Interestingly, the most common culprits in male dog nipple problems are concerned pet parents. "The vast majority of the time we see problems with male nipples, it's because someone thought it was a tick and tried to remove it," Asciutto explains. "So by the time we see it, that nipple is red and swollen from the well-intentioned but misguided struggle."

Asciutto says the best thing you can do to avoid this easy mistake is to give your dog a belly rub right now. It may sound like a paid message from your furry best friend, but Asciutto's goal is for pet parents to learn what normal male nipples look and feel like. "Having a baseline will help you determine whether there may be a concerning change afoot," he explains.

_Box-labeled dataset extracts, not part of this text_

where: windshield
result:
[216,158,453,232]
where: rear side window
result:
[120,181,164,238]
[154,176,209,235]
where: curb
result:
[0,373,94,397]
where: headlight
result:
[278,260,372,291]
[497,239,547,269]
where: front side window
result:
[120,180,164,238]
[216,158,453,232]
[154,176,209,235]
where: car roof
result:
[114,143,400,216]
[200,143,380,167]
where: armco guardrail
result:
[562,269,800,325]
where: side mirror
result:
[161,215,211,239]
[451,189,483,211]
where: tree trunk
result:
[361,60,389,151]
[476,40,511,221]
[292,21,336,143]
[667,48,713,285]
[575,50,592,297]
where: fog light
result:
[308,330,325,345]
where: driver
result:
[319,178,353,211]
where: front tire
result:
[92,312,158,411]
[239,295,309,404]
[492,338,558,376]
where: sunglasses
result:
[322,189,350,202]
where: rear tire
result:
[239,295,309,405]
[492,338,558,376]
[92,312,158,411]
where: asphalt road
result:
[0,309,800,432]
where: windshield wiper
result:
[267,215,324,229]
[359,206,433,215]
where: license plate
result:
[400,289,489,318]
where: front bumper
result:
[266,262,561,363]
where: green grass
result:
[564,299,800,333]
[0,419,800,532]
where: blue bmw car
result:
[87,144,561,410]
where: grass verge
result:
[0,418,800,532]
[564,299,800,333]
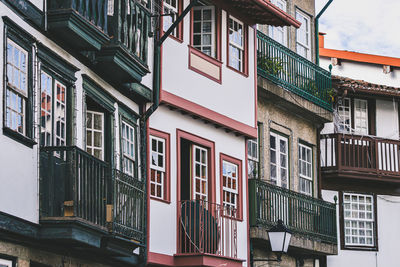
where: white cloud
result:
[315,0,400,57]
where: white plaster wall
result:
[149,106,247,266]
[322,190,400,267]
[320,55,400,87]
[162,0,255,127]
[0,2,144,223]
[376,99,399,139]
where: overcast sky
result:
[315,0,400,57]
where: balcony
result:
[175,200,242,266]
[257,31,332,111]
[249,179,337,248]
[321,133,400,188]
[40,147,145,257]
[48,0,151,93]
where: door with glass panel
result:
[267,132,289,224]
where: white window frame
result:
[150,135,166,199]
[163,0,180,37]
[354,98,368,134]
[343,192,376,247]
[192,145,208,201]
[192,6,216,58]
[4,38,29,136]
[268,0,288,46]
[247,139,259,178]
[337,97,352,133]
[221,160,240,216]
[298,143,314,196]
[269,132,289,188]
[121,120,136,176]
[85,110,105,160]
[296,9,311,60]
[228,15,246,72]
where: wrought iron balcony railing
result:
[40,147,145,243]
[249,179,337,244]
[178,200,237,258]
[257,31,332,111]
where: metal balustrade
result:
[40,147,145,242]
[257,31,332,111]
[249,179,337,244]
[321,133,400,178]
[178,200,237,258]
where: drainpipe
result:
[140,0,198,266]
[315,0,333,66]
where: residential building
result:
[148,0,299,266]
[247,0,337,266]
[0,0,153,267]
[319,34,400,267]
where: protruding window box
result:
[40,147,145,257]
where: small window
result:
[268,0,287,46]
[40,71,67,146]
[299,144,313,196]
[121,121,136,176]
[247,139,259,179]
[192,6,217,58]
[337,97,351,133]
[296,10,311,60]
[5,38,29,136]
[270,132,289,188]
[150,136,166,199]
[228,16,245,72]
[343,193,375,247]
[354,99,368,134]
[163,0,180,38]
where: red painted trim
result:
[148,252,243,267]
[148,128,171,203]
[160,91,257,138]
[244,140,250,262]
[226,12,249,77]
[176,129,216,255]
[319,47,400,67]
[188,45,222,84]
[219,153,243,221]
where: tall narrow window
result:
[299,144,313,196]
[5,39,28,136]
[247,139,259,179]
[40,71,67,146]
[270,132,289,188]
[338,97,351,133]
[163,0,180,37]
[222,160,239,216]
[86,110,104,160]
[228,16,245,72]
[121,121,136,176]
[354,99,368,134]
[150,136,166,199]
[296,10,311,60]
[268,0,287,46]
[192,6,216,58]
[343,193,375,247]
[192,145,208,200]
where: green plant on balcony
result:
[257,55,285,76]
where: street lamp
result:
[253,220,292,262]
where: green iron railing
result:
[257,31,332,111]
[40,147,145,243]
[249,179,337,244]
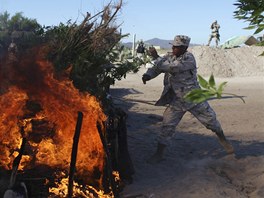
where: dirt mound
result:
[189,46,264,77]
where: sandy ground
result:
[111,46,264,198]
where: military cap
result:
[170,35,191,47]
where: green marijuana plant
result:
[184,74,245,104]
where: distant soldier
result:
[207,20,220,47]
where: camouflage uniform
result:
[207,21,220,46]
[145,36,222,145]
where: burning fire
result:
[0,45,112,196]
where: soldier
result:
[137,40,146,58]
[207,20,220,47]
[142,35,234,163]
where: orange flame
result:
[0,48,106,187]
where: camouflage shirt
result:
[145,52,199,110]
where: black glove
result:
[142,74,151,84]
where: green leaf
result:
[254,27,264,34]
[217,82,227,95]
[209,74,215,89]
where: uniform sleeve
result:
[155,52,196,74]
[142,52,196,78]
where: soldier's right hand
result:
[148,47,159,59]
[142,74,151,84]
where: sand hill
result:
[189,46,264,77]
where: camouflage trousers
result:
[157,102,222,145]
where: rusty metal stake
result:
[68,111,83,198]
[97,122,119,198]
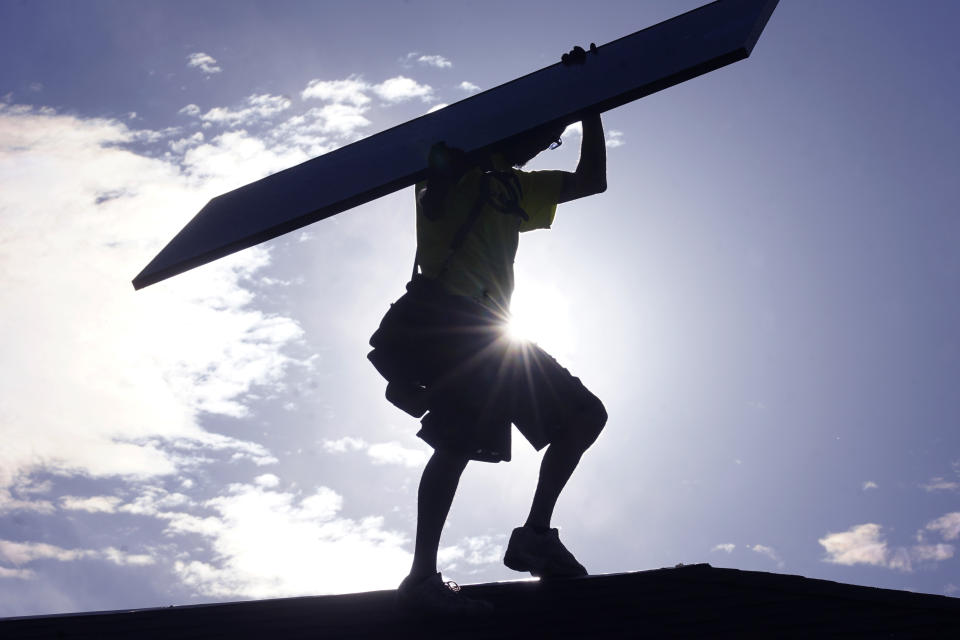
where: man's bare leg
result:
[525,409,607,531]
[410,451,469,578]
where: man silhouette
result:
[369,50,607,614]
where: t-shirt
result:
[416,155,564,312]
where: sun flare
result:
[507,282,576,361]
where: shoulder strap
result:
[410,172,490,280]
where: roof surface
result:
[0,564,960,639]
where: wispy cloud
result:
[187,51,223,74]
[818,514,960,571]
[747,544,784,569]
[158,484,410,598]
[180,93,293,127]
[60,496,123,513]
[0,105,303,496]
[437,534,507,571]
[925,511,960,540]
[417,55,453,69]
[373,76,433,102]
[322,436,427,468]
[920,476,960,492]
[606,129,626,149]
[399,51,453,69]
[300,75,370,107]
[301,75,433,109]
[0,540,155,578]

Symmetry, notes Asciutto, is key to evaluating your male dog's nipples (or your female dog's nipples, for that matter). "When you're looking at the belly, use that little crease down the middle of your pet as if it were a mirror," he continues. "The nipple on one side of that crease should look about the same as the nipple on the other side of that crease." In other words, the nipple pairs should be symmetrical. Some dogs have slightly asymmetrical nipples or an odd number of nipples. This is not always a problem, but it's a good idea to have your vet take a look.

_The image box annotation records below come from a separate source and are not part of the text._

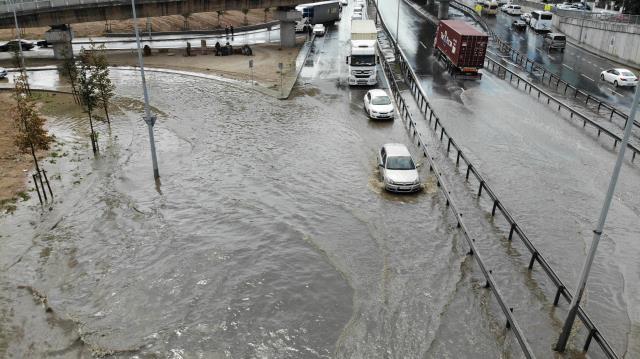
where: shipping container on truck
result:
[433,20,489,80]
[296,0,342,25]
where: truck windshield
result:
[351,55,376,66]
[387,156,416,170]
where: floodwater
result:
[0,0,640,358]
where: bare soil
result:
[0,91,78,211]
[0,9,273,41]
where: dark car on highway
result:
[0,40,35,51]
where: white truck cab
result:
[346,20,378,86]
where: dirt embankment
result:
[0,9,273,41]
[0,91,78,212]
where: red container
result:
[435,20,489,72]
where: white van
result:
[529,10,553,31]
[504,4,522,16]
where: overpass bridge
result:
[0,0,308,58]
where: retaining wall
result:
[553,16,640,68]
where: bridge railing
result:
[0,0,125,14]
[382,2,624,359]
[553,8,640,25]
[451,0,640,141]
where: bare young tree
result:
[11,74,52,199]
[78,47,98,154]
[92,44,115,124]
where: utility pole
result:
[396,0,402,48]
[555,69,640,352]
[131,0,160,179]
[11,0,28,72]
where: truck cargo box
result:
[435,20,489,72]
[351,20,378,41]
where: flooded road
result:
[0,0,640,358]
[0,6,518,358]
[380,3,640,357]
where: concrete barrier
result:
[553,16,640,68]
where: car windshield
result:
[371,96,391,105]
[387,156,416,170]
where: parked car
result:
[0,40,34,51]
[542,32,567,52]
[505,4,522,16]
[511,20,527,31]
[313,24,326,36]
[600,69,638,87]
[378,143,422,192]
[364,89,395,119]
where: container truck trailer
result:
[433,20,489,80]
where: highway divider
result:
[485,57,640,162]
[381,21,535,358]
[451,0,640,132]
[373,3,620,359]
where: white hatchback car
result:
[378,143,422,192]
[600,69,638,87]
[364,89,395,120]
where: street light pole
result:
[11,0,27,75]
[131,0,160,179]
[396,0,402,48]
[555,69,640,352]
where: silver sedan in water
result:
[378,143,422,192]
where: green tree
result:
[92,44,115,124]
[78,47,98,153]
[242,8,249,25]
[11,73,52,198]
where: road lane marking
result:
[580,74,596,82]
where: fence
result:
[381,0,620,358]
[451,0,640,134]
[485,57,640,162]
[553,8,640,25]
[381,18,535,358]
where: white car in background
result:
[364,89,395,120]
[378,143,422,192]
[600,69,638,87]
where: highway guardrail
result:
[451,0,640,134]
[374,0,620,359]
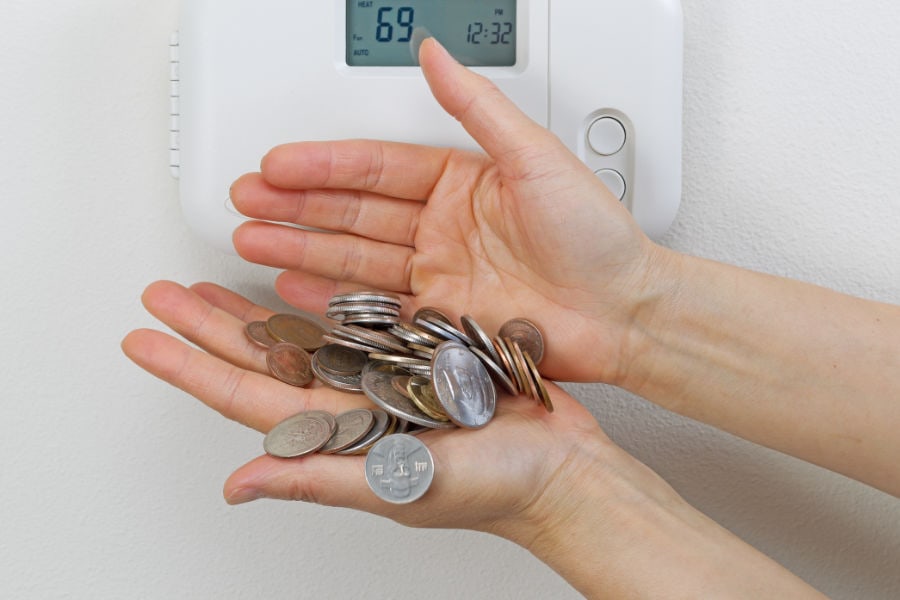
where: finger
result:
[224,454,378,512]
[234,221,414,292]
[141,281,268,373]
[122,329,372,433]
[419,38,561,171]
[261,140,458,200]
[231,173,422,246]
[188,282,275,323]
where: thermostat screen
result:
[347,0,516,67]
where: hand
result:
[122,282,824,598]
[123,282,611,537]
[231,40,659,383]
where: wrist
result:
[494,436,821,599]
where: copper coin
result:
[266,342,313,387]
[244,321,278,348]
[497,319,544,365]
[266,313,325,352]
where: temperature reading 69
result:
[375,6,416,42]
[466,21,513,46]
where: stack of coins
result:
[246,292,553,503]
[247,291,553,429]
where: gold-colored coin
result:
[266,313,327,352]
[266,342,313,387]
[523,352,553,412]
[504,338,540,402]
[406,376,450,422]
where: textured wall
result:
[0,0,900,599]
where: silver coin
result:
[341,313,400,326]
[389,321,444,348]
[332,325,409,354]
[415,319,463,344]
[425,317,477,346]
[263,411,335,458]
[319,408,375,454]
[322,333,383,354]
[362,371,456,429]
[497,318,544,365]
[412,306,453,325]
[459,315,501,365]
[325,302,400,321]
[335,409,391,456]
[366,433,434,504]
[469,344,519,396]
[431,342,497,429]
[369,352,431,369]
[328,292,400,306]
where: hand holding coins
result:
[246,292,553,503]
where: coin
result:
[366,433,434,504]
[491,336,522,395]
[431,342,497,429]
[505,338,540,401]
[266,342,313,387]
[412,306,453,325]
[389,321,444,348]
[266,313,325,351]
[335,409,397,456]
[319,408,375,454]
[362,371,455,429]
[391,375,412,400]
[331,325,409,354]
[525,352,553,412]
[310,352,362,394]
[316,344,368,377]
[263,411,335,458]
[469,344,519,396]
[459,315,500,364]
[244,321,278,348]
[328,291,400,306]
[497,318,544,365]
[406,375,450,422]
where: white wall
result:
[0,0,900,599]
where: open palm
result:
[232,39,653,382]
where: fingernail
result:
[409,27,431,67]
[225,488,266,506]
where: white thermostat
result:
[170,0,683,252]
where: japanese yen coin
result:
[366,433,434,504]
[431,342,497,429]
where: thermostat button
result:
[588,117,625,156]
[595,169,627,200]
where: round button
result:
[588,117,625,156]
[594,169,627,200]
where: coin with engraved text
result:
[366,433,434,504]
[431,342,497,429]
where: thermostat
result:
[170,0,683,252]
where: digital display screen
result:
[347,0,516,67]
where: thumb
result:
[419,37,564,173]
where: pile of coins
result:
[246,292,553,503]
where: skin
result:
[123,40,900,598]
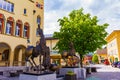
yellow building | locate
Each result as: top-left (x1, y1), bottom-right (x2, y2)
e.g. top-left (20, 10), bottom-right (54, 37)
top-left (106, 30), bottom-right (120, 62)
top-left (96, 47), bottom-right (107, 63)
top-left (0, 0), bottom-right (44, 66)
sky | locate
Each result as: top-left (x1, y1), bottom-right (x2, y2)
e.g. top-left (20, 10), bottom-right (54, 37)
top-left (44, 0), bottom-right (120, 34)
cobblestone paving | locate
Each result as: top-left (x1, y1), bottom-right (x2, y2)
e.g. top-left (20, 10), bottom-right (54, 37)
top-left (86, 65), bottom-right (120, 80)
top-left (4, 65), bottom-right (120, 80)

Keep in mind that the nipples tend to increase in size as they move down the body, so the nipples near the groin are usually larger than the nipples near the chest. Thus, if you notice that a nipple near the groin is bigger and appears to be more swollen than a nipple near the chest, Asciutto says that's not proof of a problem. Compare the two nipples of a pair, not one nipple to every other nipple. If they look about the same, there's likely no cause for concern. While it's possible that both nipples in a pair could be equally affected by a disease, the odds are low.

In addition to asymmetry, Asciutto advises that discharge, discoloration, and pain are all good reasons to call your veterinarian. And if your pet's nipples seem abnormally large, this could also be important, he says.

"Other possible nipple-like things you may find in the area include ticks (real ones!), skin tags, and other typically benign tumors," Asciutto adds. "And you will occasionally see bug bites, small punctures, or even cuts in the area. But again, all of these will violate the symmetry rule. It's pretty unlikely that two ticks will coordinate in formation and land on your pet's belly like a pair of Blue Angels."

Asciutto sums up the importance of symmetry with an easy-to-remember rhyme:

If it's part of a pair, don't despair.

If it's all alone, pick up the phone (and call your local veterinarian).

We'll add one more line: But if you still have doubt, give your vet a shout!